Verstehen
Aus Stilus
Liebe Leser (und ganz besonders liebe Larisa), ich bitte Sie einfach meine Texte so zu verstehen, wie sie gemeint sind: ironisch!
Elisabeth in Ufa
So geht's eben nicht. Wer schreibt, muss damit rechnen, dass jede Leserin und jeder Leser das Geschriebene anders versteht. Jeder Gedanke, auch wenn ich ihn kristallklar vor meinem geistigen Auge sehe, kommt - in Worte gefasst - bei meinem Gegenüber unscharf an. Wenn ich zu vielen spreche, kommt bei jedem Gegenüber ein anderes unscharfes Bild an. Könnte man diese Bilder übereinanderlegen, würde ein noch viel verschwommeneres Bild meines ursprünglichen Gedankens entstehen.
Kommunikation ist überhaupt nur möglich durch ein System von Rückkopplungen. Wenn zwei Menschen miteinander kommunizieren, ist es noch recht einfach. Der Hörer kann sein Bild des empfangenen Gedankens wiederum in Worte fassen und an die Sprecherin zurückschicken. Die Sprecherin kann das Bild, das sie zurückbekommt, mit ihrem ursprünglichen Gedanken vergleichen und entsprechende Korrekturen abschicken. Der Vorgang kann solange wiederholt werden, bis beide mit der erzielten Übereinstimmung zufrieden sind. Eine vollständige Übereinstimmung können sie nicht erreichen.

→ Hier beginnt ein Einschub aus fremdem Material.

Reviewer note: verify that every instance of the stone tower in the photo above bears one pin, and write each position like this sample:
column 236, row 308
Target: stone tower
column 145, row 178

Wenn viele Menschen miteinander kommunizieren, wird der Vorgang natürlich viel komplexer. Eine direkte Rückkopplung zur Sprecherin ist oft nicht möglich. Doch ich vergleiche Bilder, die bei mir ankommen, mit Bildern, die bei anderen ankommen. Nicht nur ganze Zeitungsartikel, komplette Fernsehkommentare, sondern einzelne Wendungen, Bruchstücke von Gedanken, witzige Formulierungen, einzelne Wörter. Aus diesem ständigen Wechsel von Senden, Empfangen, Zurücksenden, Weitersenden, Vergleichen und Ausprobieren ergibt sich ein ständig fließendes, niemals ganz übereinstimmendes gemeinsames Sprachverständnis.
Grobe Missverständnisse werden schnell bereinigt. Die Bedeutungen von Brechmittel und Delikatesse wird niemand lange verwechseln. Doch man kann lange und gut leben ohne den Unterschied zwischen Schabracke und Scharmützel zu kennen.
Je besser ich meine Leserschaft kenne, um so besser kann ich mich ihr verständlich machen. Familienmitglieder oder gute Freunde können oft so miteinander sprechen, dass kein Außenstehender sie verstehen kann. Sie teilen miteinander Erfahrungen und Traditionen, die niemand anderer kennt. Zu wem spreche ich also? Spintisiere ich nur so für mich dahin? Spreche ich zu Familie und Freunden? Zu Berufskollegen? Zu Menschen meiner eigenen Bildungsstufe? Zu Menschen meiner eigenen Generation? Zu Menschen, die einer bestimmten Religion oder Ideologie anhängen? Zu meinen Landsleuten? Zu Menschen einer bestimmten Schicht oder Klasse? Welche Erfahrungen teilt meine Leserschaft, welche Kenntnisse, welche Gewohnheiten, welche Moralvorstellungen, welche Vorurteile, welche Art von Humor, welche Art von Feierlichkeit, welche Förmlichkeiten?
Wer sich verständlich machen will, muss vor allem eines können: verstehen.